Whether the journalists and other apparent experts who enthusiastically spread this apparent lie about masks knew it was false is very much an open question. Some of us found it odd that the same people were also saying that masks should be reserved for use by medical professionals. If masks don’t do anything, why do doctors and nurses need them? Are they an ornamental part of a dress uniform? The mind reels.

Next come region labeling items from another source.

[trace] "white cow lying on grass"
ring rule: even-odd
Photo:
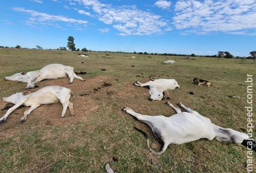
[[[150,101],[161,100],[163,97],[163,92],[166,94],[166,92],[168,92],[169,90],[180,87],[175,79],[151,79],[151,81],[143,84],[137,81],[134,85],[140,87],[148,86],[149,94],[151,96],[149,99]]]
[[[174,63],[176,63],[173,60],[168,60],[168,61],[163,61],[163,63],[164,63],[165,64],[167,63],[170,63],[170,64],[174,64]]]
[[[68,76],[70,80],[69,84],[73,83],[74,78],[80,79],[82,81],[85,80],[77,76],[74,71],[73,67],[64,66],[59,64],[49,64],[41,70],[30,71],[26,73],[22,72],[15,74],[10,76],[5,77],[6,80],[17,81],[27,82],[28,85],[26,89],[38,87],[35,84],[45,79],[54,79]]]
[[[24,113],[24,116],[20,121],[21,123],[25,122],[28,115],[41,104],[51,104],[58,101],[61,103],[63,106],[62,118],[65,117],[68,107],[71,116],[74,116],[73,104],[69,102],[72,94],[75,98],[70,89],[59,86],[50,86],[42,88],[33,93],[27,91],[18,92],[8,97],[3,98],[4,101],[12,103],[15,105],[9,109],[5,115],[0,119],[0,125],[5,123],[10,114],[22,105],[31,107]]]
[[[256,151],[256,143],[250,139],[248,135],[231,129],[224,129],[213,124],[208,118],[203,117],[196,111],[186,107],[181,103],[179,105],[187,112],[182,112],[169,102],[166,104],[173,108],[177,114],[166,117],[163,116],[149,116],[136,113],[127,107],[123,108],[126,113],[136,117],[140,121],[148,124],[157,139],[163,143],[159,152],[153,150],[149,146],[147,135],[144,132],[135,127],[142,133],[147,139],[148,148],[156,154],[160,154],[171,144],[182,144],[202,138],[219,141],[227,141],[235,144],[242,144]]]

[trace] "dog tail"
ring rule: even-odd
[[[74,94],[74,93],[73,93],[73,92],[72,92],[72,91],[71,91],[71,90],[70,90],[70,92],[71,93],[71,94],[72,94],[72,95],[73,95],[73,97],[75,99],[76,98],[77,98],[77,97],[79,97],[79,96],[76,97],[75,97],[75,94]]]
[[[168,145],[167,145],[166,143],[165,143],[163,145],[163,148],[162,149],[162,150],[161,151],[158,152],[155,151],[153,150],[151,148],[150,148],[150,146],[149,146],[149,143],[148,141],[148,135],[147,134],[146,134],[142,130],[141,130],[140,129],[139,129],[136,127],[133,127],[135,129],[135,130],[143,134],[143,135],[144,135],[144,137],[145,137],[145,138],[146,138],[146,139],[147,139],[147,145],[148,146],[148,149],[150,151],[152,152],[155,154],[160,155],[160,154],[162,154],[163,152],[164,152],[164,151],[167,148],[167,147],[168,146]]]

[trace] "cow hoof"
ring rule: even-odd
[[[126,109],[125,108],[125,107],[123,107],[123,108],[122,108],[122,110],[124,111],[124,112],[126,112]]]
[[[21,119],[20,120],[20,123],[21,124],[23,124],[24,122],[25,122],[26,121],[26,120],[25,119]]]
[[[0,125],[2,125],[4,124],[5,124],[6,122],[6,120],[5,119],[3,119],[0,120]]]

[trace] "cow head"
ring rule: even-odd
[[[6,80],[11,80],[11,81],[17,81],[27,82],[28,77],[27,76],[27,73],[25,72],[22,72],[14,74],[10,76],[5,77]]]
[[[227,141],[235,144],[241,144],[245,139],[249,139],[247,134],[231,129],[219,129],[222,135],[215,138],[219,141]]]
[[[17,92],[8,97],[3,98],[3,100],[7,102],[10,102],[16,104],[20,100],[20,98],[25,95],[31,93],[31,91],[26,91],[22,92]]]

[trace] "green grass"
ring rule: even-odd
[[[86,58],[78,57],[77,53],[0,49],[1,98],[24,91],[25,83],[3,80],[15,73],[58,63],[73,66],[76,71],[91,73],[81,75],[86,81],[75,79],[71,85],[67,79],[38,83],[39,88],[50,83],[69,87],[76,95],[90,95],[71,99],[76,116],[66,115],[62,121],[59,122],[62,110],[59,103],[42,105],[22,124],[19,125],[18,121],[27,108],[11,114],[6,124],[0,126],[0,172],[105,172],[107,163],[119,173],[246,172],[246,148],[215,139],[171,145],[162,154],[154,155],[148,149],[143,135],[133,127],[148,134],[151,146],[160,150],[161,145],[150,128],[123,113],[121,108],[127,106],[151,115],[174,114],[164,101],[149,101],[148,89],[132,85],[136,80],[148,81],[150,75],[157,78],[173,78],[181,86],[170,92],[169,101],[174,105],[181,102],[217,125],[241,131],[241,128],[246,128],[247,122],[244,81],[247,73],[256,74],[253,61],[202,57],[189,60],[184,57],[144,55],[136,55],[136,58],[133,58],[133,55],[106,56],[93,53],[87,53],[89,57]],[[176,64],[161,63],[167,60],[175,60]],[[102,71],[102,68],[107,71]],[[103,83],[99,76],[112,85],[94,93],[94,89]],[[209,80],[218,87],[188,84],[196,77]],[[112,81],[116,79],[118,80]],[[189,91],[195,95],[189,94]],[[241,99],[228,97],[233,95]],[[0,103],[4,107],[6,103]],[[94,108],[90,111],[92,107]],[[51,118],[44,118],[54,109],[57,110]],[[0,116],[6,113],[0,111]],[[114,156],[118,162],[112,161]],[[253,166],[255,170],[255,163]]]

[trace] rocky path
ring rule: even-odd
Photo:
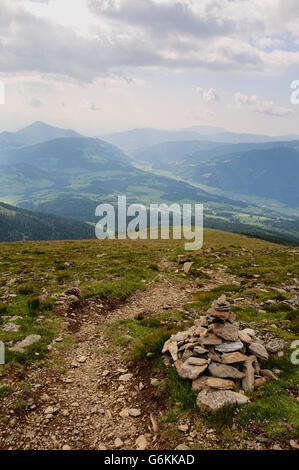
[[[229,282],[231,279],[217,272],[201,288],[209,290]],[[73,343],[67,350],[56,353],[55,343],[59,346],[62,338],[55,339],[50,355],[55,368],[50,362],[41,368],[19,371],[27,389],[22,389],[18,377],[20,385],[13,399],[19,396],[21,402],[25,396],[27,410],[22,412],[20,406],[18,415],[15,409],[10,409],[11,398],[5,399],[9,418],[5,426],[0,424],[0,448],[174,448],[167,433],[161,432],[159,417],[166,404],[161,392],[152,385],[157,375],[142,362],[128,370],[120,353],[107,349],[111,344],[101,327],[105,322],[133,318],[145,309],[161,312],[181,308],[198,290],[195,281],[186,285],[164,279],[150,285],[146,292],[136,292],[125,304],[107,309],[99,300],[91,299],[75,314],[66,312],[61,336],[71,330]],[[63,373],[57,372],[59,364]],[[203,447],[206,431],[202,430]],[[191,427],[188,437],[182,434],[182,443],[192,445],[196,434]],[[213,447],[213,438],[209,442],[208,447]]]

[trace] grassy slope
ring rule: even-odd
[[[2,371],[5,372],[16,361],[33,360],[41,366],[40,360],[47,357],[47,345],[57,334],[61,321],[53,312],[53,294],[77,286],[82,290],[83,298],[117,297],[125,301],[136,289],[146,289],[149,280],[158,281],[161,277],[187,280],[181,271],[158,272],[157,263],[162,257],[174,261],[180,254],[194,261],[192,276],[197,277],[199,282],[204,283],[206,279],[205,268],[225,269],[234,274],[239,282],[210,292],[199,292],[194,297],[194,303],[186,306],[185,312],[169,311],[152,315],[149,310],[145,312],[144,318],[107,324],[105,332],[111,340],[111,346],[121,348],[126,356],[129,351],[128,359],[134,361],[144,358],[148,352],[154,354],[152,366],[159,368],[165,376],[165,381],[158,386],[168,395],[169,400],[169,409],[162,418],[164,421],[176,421],[182,413],[194,417],[195,413],[199,427],[201,419],[210,421],[223,440],[229,439],[233,419],[236,420],[235,427],[238,426],[240,435],[250,432],[279,440],[296,435],[299,414],[292,394],[299,377],[298,366],[290,363],[290,350],[284,359],[270,360],[269,368],[276,366],[282,371],[279,381],[269,382],[262,393],[255,392],[252,404],[242,408],[242,412],[237,415],[234,410],[228,409],[216,416],[197,416],[195,395],[190,391],[190,385],[182,382],[173,369],[165,368],[160,360],[161,344],[171,332],[192,324],[192,318],[204,312],[211,301],[224,291],[231,299],[240,295],[247,296],[249,303],[250,299],[254,299],[264,310],[261,313],[256,308],[246,307],[246,303],[234,307],[239,320],[250,322],[261,331],[267,328],[271,330],[274,327],[269,324],[275,324],[275,333],[289,342],[298,337],[298,311],[291,311],[283,303],[289,294],[282,295],[274,289],[284,283],[289,285],[294,282],[290,281],[291,278],[298,277],[296,253],[291,248],[230,233],[206,230],[203,250],[187,254],[181,241],[93,240],[1,244],[0,325],[7,321],[3,319],[4,316],[18,315],[22,318],[15,323],[22,327],[18,333],[5,333],[0,329],[0,340],[8,343],[21,340],[28,334],[42,336],[42,341],[26,354],[9,352],[9,364],[2,367]],[[262,284],[268,292],[259,291],[257,283]],[[46,294],[47,299],[41,303],[33,302],[41,294]],[[262,302],[269,298],[278,301],[275,308],[262,306]],[[42,322],[41,315],[44,316]],[[265,319],[269,321],[268,324],[262,321]],[[0,397],[8,393],[10,391],[1,388],[0,382]],[[256,423],[258,431],[253,425],[248,428],[250,419]],[[282,427],[279,423],[283,423]],[[292,423],[294,427],[289,432],[286,425]]]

Regardless of the personal honesty of those involved in it, this propaganda campaign should never have been conducted in the first place. It is one thing to debate what should be empirical questions, such as the efficacy of wearing protective equipment in an attempt to forestall the spread of viral infections; it is another for people to bang on about whatever the latest current corona wisdom is with the same tedious certainty that not long ago made us a nation of Logan Act scholars and experts on the non-existent criminal law implications of the emoluments clause. These manias do roughly as much for public health as those kids — there was at least one in every first-grade class — who relentlessly ssshh everyone else in line do to improve schoolyard behavior.

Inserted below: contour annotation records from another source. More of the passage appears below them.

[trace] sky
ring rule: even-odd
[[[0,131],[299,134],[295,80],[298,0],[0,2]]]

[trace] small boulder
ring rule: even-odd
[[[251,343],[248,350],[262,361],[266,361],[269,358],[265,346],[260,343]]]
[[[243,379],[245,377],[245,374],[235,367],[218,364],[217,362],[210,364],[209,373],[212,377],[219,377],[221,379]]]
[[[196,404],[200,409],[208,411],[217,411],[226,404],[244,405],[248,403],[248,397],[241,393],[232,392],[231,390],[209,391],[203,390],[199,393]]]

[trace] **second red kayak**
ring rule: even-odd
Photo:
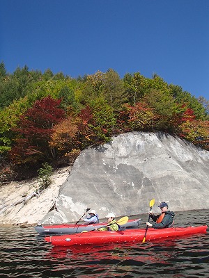
[[[208,227],[173,227],[167,229],[150,228],[146,234],[146,240],[169,236],[180,236],[187,234],[206,233]],[[99,245],[108,243],[125,243],[142,241],[145,229],[128,229],[125,231],[93,231],[72,235],[52,236],[45,238],[48,243],[56,246],[71,246],[82,245]]]

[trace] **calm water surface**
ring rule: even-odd
[[[140,215],[146,227],[148,215]],[[208,224],[209,210],[176,213],[176,226]],[[58,247],[33,228],[0,228],[3,277],[209,277],[209,236]]]

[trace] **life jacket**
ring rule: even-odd
[[[157,219],[156,223],[160,223],[162,221],[164,215],[165,213],[162,213],[161,215],[160,215],[159,218]],[[172,222],[168,226],[168,228],[171,228],[173,226],[173,224],[174,224],[174,220],[173,220]]]
[[[161,214],[161,215],[159,216],[159,218],[156,220],[156,223],[160,223],[162,220],[163,220],[164,217],[165,215],[165,213],[163,213]]]

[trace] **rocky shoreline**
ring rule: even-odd
[[[26,204],[22,201],[34,191],[39,183],[38,179],[12,181],[2,186],[0,188],[0,226],[28,227],[38,224],[53,206],[70,169],[71,166],[68,166],[54,171],[51,176],[52,184],[40,196],[33,197]]]

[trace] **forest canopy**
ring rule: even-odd
[[[1,176],[72,163],[84,148],[134,131],[167,132],[209,149],[209,101],[157,74],[121,78],[109,69],[75,79],[27,66],[10,74],[1,62],[0,114]]]

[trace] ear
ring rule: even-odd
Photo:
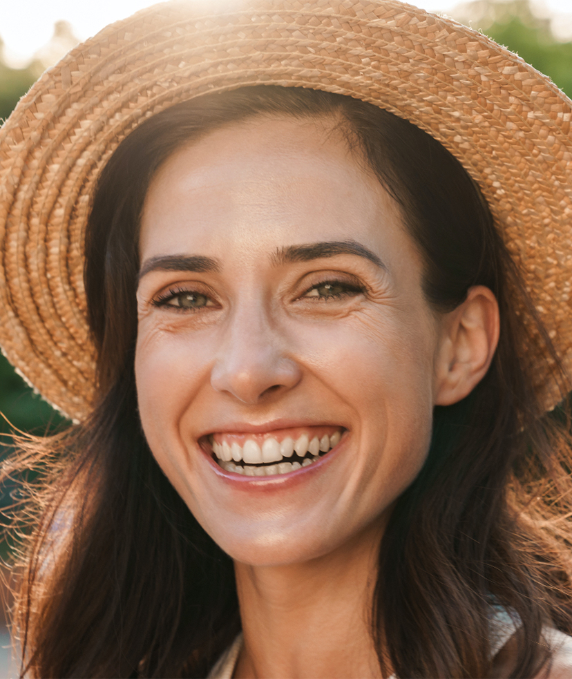
[[[484,285],[469,288],[462,304],[441,319],[435,356],[435,404],[461,401],[483,379],[499,341],[499,305]]]

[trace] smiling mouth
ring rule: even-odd
[[[277,476],[309,466],[327,455],[344,431],[341,427],[316,428],[322,430],[308,430],[296,439],[286,434],[212,434],[208,441],[213,459],[226,471],[243,476]]]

The 180-degree shift in acceptable public opinion about masks is in line with how the rest of this crisis has unfolded. Masks won’t help. Everyone needs a mask. It’s not worth shutting down travel to and from China over the virus, and Trump is just being a xenophobe here. Trump should have done more to prevent the virus from coming to these shores. It’s less dangerous than the flu; calling it less dangerous than the flu is a right-wing meme, perhaps even (one shudders) “misinformation.” Human beings can’t even transmit the virus directly to one another; it originated with animals in Chinese open-air “wet” food markets. Talking about the wet markets is racist, except when Dr. Fauci does it.
Can we please stop talking this way? As I write this our paper of record is all but publiclyrooting for the failure of anti-malarial drugs that appear to have been successful in treating some coronavirus patients. It is not against “science,” whatever that may be, for the president or anyone else to observe that certain medicines or treatments have worked. It is not for science, either. It’s just a fact that may or may not have limited application depending upon what happens over the next few months. A bit more epistemic humility would be welcome all around.

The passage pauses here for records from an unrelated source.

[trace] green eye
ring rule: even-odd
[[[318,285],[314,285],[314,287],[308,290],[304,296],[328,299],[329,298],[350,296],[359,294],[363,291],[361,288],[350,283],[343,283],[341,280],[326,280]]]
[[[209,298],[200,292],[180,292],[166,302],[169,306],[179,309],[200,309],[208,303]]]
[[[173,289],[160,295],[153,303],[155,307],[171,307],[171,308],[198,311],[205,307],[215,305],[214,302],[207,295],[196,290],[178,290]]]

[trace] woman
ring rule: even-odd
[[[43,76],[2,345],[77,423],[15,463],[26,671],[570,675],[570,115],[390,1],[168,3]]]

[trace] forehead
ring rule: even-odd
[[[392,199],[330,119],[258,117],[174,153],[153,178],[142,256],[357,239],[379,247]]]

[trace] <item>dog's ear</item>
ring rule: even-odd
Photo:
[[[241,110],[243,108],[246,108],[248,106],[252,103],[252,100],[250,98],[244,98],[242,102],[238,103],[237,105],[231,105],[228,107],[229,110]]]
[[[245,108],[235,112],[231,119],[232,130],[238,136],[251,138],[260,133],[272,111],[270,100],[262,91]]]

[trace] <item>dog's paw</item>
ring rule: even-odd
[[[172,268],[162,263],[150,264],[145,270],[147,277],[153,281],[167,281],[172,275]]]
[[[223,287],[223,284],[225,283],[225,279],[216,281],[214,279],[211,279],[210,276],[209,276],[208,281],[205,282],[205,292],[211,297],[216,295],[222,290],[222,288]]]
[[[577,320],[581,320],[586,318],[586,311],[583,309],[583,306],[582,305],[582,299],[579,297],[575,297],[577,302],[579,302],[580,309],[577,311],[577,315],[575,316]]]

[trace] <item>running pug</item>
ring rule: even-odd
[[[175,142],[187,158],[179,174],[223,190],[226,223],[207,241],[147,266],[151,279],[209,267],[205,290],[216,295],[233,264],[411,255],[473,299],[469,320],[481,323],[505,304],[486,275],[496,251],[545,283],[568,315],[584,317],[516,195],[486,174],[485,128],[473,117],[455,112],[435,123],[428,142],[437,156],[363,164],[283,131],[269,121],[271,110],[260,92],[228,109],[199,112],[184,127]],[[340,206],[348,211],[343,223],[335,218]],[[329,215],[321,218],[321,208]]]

As would more of I will bluntly call adult behavior. We must put an end to the idea that the best way to get through this crisis is to say things we know are not true in the hope of getting people to behave a certain way. This means not saying masks are useless when what you really mean is, “Masks are in short supply, please consider before you start hoarding them whether you really need them at present and if so how many.” Ditto the painfully relentless attempts to give young people the impression that they are horribly likely to die from the new virus. Even in Italy, the country with the worst measured fatality rate so far, around 86 percent of all the deceased have been aged 70 or older, and 50 percent were at least 80. We do not need to zero in on statistical anomalies or otherwise engage in scaremongering. It should be enough to say, “Even though you are very unlikely to die from coronavirus, remember that you could contract the disease and spread it to more vulnerable people without even experiencing symptoms, so please don’t revel with 5000 strangers at the beach and then run home to give Grandma a hug.”